Somatic mutations happen in all the other cells of the body, after conception. They affect only the person who has them and can’t be inherited. A somatic mutation might cause a single patch of cells to behave differently, which is how many cancers develop: a mutation accumulates in one cell lineage, and that lineage begins growing out of control. You won’t find these mutations in a person’s family history, and they won’t appear in that person’s children.
What Causes Mutations
Mutations arise from both internal and external sources. Internally, the simple act of copying DNA every time a cell divides introduces errors. Chemical reactions within cells can also alter bases directly. One common example is deamination, where a base loses part of its chemical structure and effectively becomes a different letter, changing the code.
External causes, called mutagens, include ultraviolet radiation from sunlight, ionizing radiation from X-rays or radioactive materials, and certain chemicals found in tobacco smoke and industrial pollutants. These agents physically damage DNA strands or chemically modify bases in ways that the cell’s repair systems can’t always fix correctly.
Most Mutations Are Neutral
The word “mutation” sounds alarming, but the vast majority of mutations have no detectable effect. Many fall in stretches of DNA that don’t code for proteins. Others are silent mutations that don’t change the protein at all. Even among mutations that do alter a protein, many swap in an amino acid similar enough that the protein still works fine.
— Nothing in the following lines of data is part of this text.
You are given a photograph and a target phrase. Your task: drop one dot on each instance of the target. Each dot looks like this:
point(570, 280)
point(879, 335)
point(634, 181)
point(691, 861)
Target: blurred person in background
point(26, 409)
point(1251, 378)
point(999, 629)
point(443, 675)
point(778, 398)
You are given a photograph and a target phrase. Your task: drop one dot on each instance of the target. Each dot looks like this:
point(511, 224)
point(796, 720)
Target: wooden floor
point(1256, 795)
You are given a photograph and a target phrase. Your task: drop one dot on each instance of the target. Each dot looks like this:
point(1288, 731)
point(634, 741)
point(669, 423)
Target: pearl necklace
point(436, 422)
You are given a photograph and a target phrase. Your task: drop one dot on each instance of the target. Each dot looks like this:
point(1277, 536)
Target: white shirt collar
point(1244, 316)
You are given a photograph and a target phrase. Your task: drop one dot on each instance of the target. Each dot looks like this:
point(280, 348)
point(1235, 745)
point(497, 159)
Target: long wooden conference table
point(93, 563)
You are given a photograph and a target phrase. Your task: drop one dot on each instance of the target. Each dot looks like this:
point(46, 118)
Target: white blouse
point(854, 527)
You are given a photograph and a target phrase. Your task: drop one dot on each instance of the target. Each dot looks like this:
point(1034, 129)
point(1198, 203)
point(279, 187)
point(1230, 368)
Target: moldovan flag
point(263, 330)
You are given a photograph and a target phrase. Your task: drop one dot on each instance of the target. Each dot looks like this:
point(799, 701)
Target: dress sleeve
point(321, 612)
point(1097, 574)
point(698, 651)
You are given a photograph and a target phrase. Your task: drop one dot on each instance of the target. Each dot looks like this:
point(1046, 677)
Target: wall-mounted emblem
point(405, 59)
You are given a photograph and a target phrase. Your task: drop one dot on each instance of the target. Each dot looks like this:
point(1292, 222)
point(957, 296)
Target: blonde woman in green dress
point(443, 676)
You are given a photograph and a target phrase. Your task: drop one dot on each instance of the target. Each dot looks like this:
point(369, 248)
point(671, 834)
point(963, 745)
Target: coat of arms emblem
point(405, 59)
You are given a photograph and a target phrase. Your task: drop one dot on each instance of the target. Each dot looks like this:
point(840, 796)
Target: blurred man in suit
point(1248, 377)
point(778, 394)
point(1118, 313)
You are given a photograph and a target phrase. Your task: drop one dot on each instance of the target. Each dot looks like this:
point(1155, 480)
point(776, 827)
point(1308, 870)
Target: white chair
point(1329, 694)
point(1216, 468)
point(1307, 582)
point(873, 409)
A smaller fraction of mutations are harmful, disrupting proteins the body depends on. Common single-gene disorders caused by harmful mutations include cystic fibrosis, sickle cell anemia, Tay-Sachs disease, and hemochromatosis. Notably, several different mutations in the same gene can cause the same disease but with varying severity, which is why two people with the same condition can have very different experiences.
When Mutations Are Beneficial
Rarely, a mutation provides an advantage. These beneficial mutations are the raw material of evolution. Lactose tolerance is one of the clearest examples. Most mammals lose the ability to digest milk sugar after infancy, but a mutation in the lactase gene allows many people of European descent to keep producing the enzyme into adulthood. A separate mutation with the same effect arose independently in African pastoralist populations. Both mutations became widespread because people who could digest milk had better nutrition after the domestication of cattle.
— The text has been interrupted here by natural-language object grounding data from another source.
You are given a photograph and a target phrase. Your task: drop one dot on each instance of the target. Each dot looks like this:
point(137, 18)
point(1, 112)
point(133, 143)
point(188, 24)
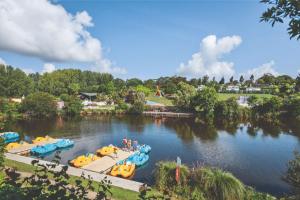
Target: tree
point(133, 82)
point(205, 80)
point(252, 78)
point(293, 173)
point(222, 81)
point(145, 90)
point(283, 10)
point(242, 79)
point(184, 94)
point(39, 104)
point(204, 102)
point(72, 105)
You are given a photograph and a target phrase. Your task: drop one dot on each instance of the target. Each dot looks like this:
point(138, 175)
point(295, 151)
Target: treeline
point(15, 83)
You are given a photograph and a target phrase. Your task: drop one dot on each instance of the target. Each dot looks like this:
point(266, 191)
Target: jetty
point(26, 148)
point(167, 114)
point(104, 164)
point(78, 172)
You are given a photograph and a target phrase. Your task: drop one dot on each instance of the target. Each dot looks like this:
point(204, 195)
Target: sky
point(145, 39)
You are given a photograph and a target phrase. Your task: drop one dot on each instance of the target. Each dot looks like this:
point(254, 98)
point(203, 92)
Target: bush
point(165, 178)
point(217, 184)
point(39, 104)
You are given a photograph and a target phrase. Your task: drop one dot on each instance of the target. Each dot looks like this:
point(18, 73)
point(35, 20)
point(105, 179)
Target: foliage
point(39, 104)
point(14, 82)
point(204, 102)
point(47, 183)
point(165, 178)
point(72, 105)
point(143, 89)
point(217, 184)
point(228, 109)
point(281, 10)
point(201, 183)
point(184, 94)
point(269, 108)
point(293, 172)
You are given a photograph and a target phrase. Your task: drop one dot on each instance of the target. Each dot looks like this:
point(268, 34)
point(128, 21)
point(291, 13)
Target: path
point(105, 163)
point(115, 181)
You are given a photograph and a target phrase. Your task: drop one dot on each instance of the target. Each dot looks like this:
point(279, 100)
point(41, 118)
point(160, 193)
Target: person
point(115, 152)
point(125, 143)
point(129, 144)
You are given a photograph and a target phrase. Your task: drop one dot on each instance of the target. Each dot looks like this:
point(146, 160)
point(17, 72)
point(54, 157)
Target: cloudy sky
point(145, 39)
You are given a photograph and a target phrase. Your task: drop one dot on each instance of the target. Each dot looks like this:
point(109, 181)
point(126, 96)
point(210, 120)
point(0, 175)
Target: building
point(232, 88)
point(253, 89)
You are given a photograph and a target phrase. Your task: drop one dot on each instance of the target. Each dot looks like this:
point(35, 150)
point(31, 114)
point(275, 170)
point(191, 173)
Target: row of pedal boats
point(124, 168)
point(40, 148)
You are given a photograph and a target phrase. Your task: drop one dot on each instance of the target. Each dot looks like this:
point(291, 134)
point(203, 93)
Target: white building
point(233, 88)
point(253, 89)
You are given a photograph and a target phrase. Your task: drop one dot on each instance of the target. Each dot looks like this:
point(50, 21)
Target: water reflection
point(255, 152)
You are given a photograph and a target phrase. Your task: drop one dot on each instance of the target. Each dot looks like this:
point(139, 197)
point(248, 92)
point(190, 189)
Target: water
point(255, 153)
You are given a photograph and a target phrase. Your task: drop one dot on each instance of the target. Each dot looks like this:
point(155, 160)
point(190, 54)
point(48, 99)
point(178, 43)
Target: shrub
point(217, 184)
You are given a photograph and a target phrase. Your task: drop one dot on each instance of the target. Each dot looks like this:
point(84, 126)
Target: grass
point(225, 96)
point(162, 100)
point(118, 193)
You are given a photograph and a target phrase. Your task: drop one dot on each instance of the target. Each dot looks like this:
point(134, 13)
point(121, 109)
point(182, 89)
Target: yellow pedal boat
point(125, 170)
point(41, 139)
point(107, 150)
point(83, 160)
point(15, 145)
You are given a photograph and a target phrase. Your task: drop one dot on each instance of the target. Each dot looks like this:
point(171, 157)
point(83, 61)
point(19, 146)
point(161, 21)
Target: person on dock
point(135, 145)
point(129, 145)
point(125, 143)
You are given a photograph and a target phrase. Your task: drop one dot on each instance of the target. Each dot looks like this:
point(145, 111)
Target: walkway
point(105, 163)
point(167, 114)
point(26, 148)
point(115, 181)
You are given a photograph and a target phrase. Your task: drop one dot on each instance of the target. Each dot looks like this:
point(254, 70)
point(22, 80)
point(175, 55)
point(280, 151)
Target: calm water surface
point(256, 154)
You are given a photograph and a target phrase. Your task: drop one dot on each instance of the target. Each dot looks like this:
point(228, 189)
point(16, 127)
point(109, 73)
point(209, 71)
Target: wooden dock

Malaria has driven some of the strongest examples of beneficial mutations in humans. The sickle cell mutation, which causes disease when a person inherits two copies, provides resistance to malaria when only one copy is present. This survival advantage is so significant that the mutation persists at high frequencies in regions where malaria is common. Other red blood cell mutations, including those causing conditions like G6PD deficiency and thalassemia, similarly became more common because carriers had better odds of surviving malaria.
Mutations in genes related to metabolism show evidence of helping human populations adapt to colder climates by adjusting metabolic rates. Others shaped traits like hair and tooth development as populations spread into new environments. Over thousands of generations, these tiny, random changes in DNA are the mechanism through which species adapt to the world around them.